The Raspberry Pi Pico W shares a near-identical footprint, and identical physical GPIO pinout, to its predecessor, which means the overwhelming majority of hardware designed for the original should work without modification. Not all, though: the relocation of the SWD header means that anything relying on its presence will find it missing, but in most cases those pads can simply be left unsoldered and the device used anyway.
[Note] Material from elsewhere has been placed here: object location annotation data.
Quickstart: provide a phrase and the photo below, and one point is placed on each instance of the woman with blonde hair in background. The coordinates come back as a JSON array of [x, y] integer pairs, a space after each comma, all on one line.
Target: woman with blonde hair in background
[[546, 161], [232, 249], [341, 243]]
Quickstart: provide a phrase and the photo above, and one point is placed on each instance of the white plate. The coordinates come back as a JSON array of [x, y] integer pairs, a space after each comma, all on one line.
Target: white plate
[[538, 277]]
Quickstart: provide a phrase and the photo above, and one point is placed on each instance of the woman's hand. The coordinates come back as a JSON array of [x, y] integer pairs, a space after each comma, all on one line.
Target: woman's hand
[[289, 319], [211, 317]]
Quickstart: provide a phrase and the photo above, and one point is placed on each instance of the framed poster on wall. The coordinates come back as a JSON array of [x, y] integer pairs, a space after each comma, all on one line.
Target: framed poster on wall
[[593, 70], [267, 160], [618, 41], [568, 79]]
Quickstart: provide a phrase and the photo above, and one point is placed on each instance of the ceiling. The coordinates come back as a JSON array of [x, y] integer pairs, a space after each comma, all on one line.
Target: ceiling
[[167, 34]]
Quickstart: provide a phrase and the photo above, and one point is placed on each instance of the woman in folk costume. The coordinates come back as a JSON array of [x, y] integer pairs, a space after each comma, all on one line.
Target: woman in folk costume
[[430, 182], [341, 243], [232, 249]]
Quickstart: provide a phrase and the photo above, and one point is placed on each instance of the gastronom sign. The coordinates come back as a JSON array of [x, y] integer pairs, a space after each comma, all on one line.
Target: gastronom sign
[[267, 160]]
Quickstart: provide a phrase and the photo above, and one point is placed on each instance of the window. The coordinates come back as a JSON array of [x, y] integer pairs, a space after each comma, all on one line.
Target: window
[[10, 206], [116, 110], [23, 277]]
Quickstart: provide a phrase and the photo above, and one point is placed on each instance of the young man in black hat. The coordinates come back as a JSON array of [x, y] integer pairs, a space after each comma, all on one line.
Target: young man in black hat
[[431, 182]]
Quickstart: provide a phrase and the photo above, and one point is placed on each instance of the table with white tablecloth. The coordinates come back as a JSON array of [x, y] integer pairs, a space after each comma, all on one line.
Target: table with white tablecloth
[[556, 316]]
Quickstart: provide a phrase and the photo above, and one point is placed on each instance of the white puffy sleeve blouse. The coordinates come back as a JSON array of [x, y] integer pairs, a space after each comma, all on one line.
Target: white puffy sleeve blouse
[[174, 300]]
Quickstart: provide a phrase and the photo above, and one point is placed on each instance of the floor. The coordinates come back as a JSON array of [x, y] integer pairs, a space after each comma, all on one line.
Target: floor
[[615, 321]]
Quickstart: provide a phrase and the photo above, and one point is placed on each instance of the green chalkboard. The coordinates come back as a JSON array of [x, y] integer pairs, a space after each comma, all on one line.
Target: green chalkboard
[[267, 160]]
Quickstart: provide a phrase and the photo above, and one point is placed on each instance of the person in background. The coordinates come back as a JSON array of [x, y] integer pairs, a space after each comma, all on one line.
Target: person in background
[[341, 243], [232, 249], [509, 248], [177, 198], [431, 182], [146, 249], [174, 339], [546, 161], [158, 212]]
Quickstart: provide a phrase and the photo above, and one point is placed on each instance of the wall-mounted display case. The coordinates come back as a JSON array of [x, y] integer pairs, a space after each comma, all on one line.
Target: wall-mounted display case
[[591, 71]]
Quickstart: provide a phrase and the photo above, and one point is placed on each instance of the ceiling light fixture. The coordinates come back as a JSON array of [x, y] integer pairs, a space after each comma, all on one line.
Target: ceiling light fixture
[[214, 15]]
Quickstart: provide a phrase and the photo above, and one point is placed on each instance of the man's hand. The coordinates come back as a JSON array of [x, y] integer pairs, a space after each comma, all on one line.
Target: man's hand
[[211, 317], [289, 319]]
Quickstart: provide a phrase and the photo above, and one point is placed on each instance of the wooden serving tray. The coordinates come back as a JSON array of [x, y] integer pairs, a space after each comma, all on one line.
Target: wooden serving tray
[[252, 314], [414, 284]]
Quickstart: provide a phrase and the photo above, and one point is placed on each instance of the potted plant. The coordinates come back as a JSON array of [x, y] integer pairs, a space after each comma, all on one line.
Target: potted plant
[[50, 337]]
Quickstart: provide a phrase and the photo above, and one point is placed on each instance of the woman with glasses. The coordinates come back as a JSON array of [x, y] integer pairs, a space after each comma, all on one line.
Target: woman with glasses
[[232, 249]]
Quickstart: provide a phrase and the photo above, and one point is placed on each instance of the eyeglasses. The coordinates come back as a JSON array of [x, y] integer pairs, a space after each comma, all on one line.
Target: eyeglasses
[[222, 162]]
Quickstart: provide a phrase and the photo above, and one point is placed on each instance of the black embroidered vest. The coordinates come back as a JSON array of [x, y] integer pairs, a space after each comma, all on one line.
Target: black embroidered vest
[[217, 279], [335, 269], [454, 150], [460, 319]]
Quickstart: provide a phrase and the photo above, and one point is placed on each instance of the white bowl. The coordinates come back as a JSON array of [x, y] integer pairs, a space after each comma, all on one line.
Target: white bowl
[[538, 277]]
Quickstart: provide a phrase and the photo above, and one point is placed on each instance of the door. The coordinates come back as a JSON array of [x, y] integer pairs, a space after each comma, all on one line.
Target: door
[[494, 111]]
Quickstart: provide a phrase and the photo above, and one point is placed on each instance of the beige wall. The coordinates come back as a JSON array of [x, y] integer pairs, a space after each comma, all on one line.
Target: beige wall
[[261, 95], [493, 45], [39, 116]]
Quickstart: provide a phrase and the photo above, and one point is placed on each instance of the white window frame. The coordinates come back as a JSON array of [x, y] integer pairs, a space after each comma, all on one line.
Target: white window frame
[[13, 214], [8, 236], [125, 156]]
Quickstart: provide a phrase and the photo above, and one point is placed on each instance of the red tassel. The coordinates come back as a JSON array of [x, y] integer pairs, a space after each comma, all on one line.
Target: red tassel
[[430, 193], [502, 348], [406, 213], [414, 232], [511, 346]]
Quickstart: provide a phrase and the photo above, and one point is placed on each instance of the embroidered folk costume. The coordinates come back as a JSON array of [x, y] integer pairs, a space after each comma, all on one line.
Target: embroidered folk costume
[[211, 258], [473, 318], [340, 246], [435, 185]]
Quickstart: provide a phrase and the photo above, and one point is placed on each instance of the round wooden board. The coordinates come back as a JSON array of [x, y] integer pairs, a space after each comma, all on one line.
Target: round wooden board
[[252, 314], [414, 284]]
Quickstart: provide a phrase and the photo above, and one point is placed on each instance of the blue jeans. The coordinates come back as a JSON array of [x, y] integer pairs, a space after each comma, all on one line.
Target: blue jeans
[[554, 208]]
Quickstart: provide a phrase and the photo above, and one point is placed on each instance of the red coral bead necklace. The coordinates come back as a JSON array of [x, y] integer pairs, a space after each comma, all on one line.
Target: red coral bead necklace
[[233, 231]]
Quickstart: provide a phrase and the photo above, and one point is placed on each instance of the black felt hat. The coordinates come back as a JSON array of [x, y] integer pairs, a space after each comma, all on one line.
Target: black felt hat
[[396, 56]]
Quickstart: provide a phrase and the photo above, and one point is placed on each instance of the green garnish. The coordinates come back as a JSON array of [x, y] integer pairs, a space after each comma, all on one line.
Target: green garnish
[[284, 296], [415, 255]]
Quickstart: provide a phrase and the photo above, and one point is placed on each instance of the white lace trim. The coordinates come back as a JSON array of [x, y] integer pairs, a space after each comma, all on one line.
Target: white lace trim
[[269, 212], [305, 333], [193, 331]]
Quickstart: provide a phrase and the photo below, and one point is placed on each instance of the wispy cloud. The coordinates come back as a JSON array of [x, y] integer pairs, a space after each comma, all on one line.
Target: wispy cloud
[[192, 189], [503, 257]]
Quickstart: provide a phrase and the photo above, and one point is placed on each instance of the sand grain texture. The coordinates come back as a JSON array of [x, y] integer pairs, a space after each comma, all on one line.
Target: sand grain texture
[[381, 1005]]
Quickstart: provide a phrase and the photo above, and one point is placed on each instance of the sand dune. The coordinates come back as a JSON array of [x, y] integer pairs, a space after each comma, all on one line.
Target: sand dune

Software compatibility is a little more difficult. Technically speaking, anything which can run on the Raspberry Pi Pico can run on the Raspberry Pi Pico W: The radio chip communicates with the RP2040 over the SPI bus, so none of the 26 externally-accessible GPIO pins are lost. It does, however, require a different firmware — meaning that software already compiled for the original Raspberry Pi Pico will need to be recompiled for the Raspberry Pi Pico W or it simply won't run. One of the eight PIO state machines is also reserved for radio communication.
Pricing and availability
There are two key reasons why the Raspberry Pi Pico has proven so popular. The first is simple: at $4, it's an incredibly cost-effective dual-core development platform with some truly clever features. The second is availability: Raspberry Pi has worked hard to ensure the Raspberry Pi Pico and its RP2040 chip are available in both single-unit and volume quantities, with many who had previously built atop rival designs making the shift out of simple necessity.
Adding a radio module to the board could have been an excuse to bloat the price — the Arduino Nano RP2040 Connect, which is built around the same RP2040 microcontroller and a similar footprint, costs $27, though admittedly with functional Bluetooth 4.2 Low Energy (BLE), a range of on-board sensors, and a generous 16MB of external flash.
That's not the direction Raspberry Pi has taken. By sticking with 2MB of flash — enough for some surprisingly complex projects — the company has been able to keep the price low and launch the Raspberry Pi Pico W at just $6. It's an impressive achievement, and while it's not the cheapest Wi-Fi-enabled microcontroller board out there — the various boards built around the Espressif ESP8266 family have it beat there — it represents incredible value for money.
The Raspberry Pi Pico W is now available from all Raspberry Pi resellers, priced at $6 — and will be sold alongside the Raspberry Pi Pico, for projects that don't require Wi-Fi connectivity, which remains at its $4 price point. More details are available on the Raspberry Pi website.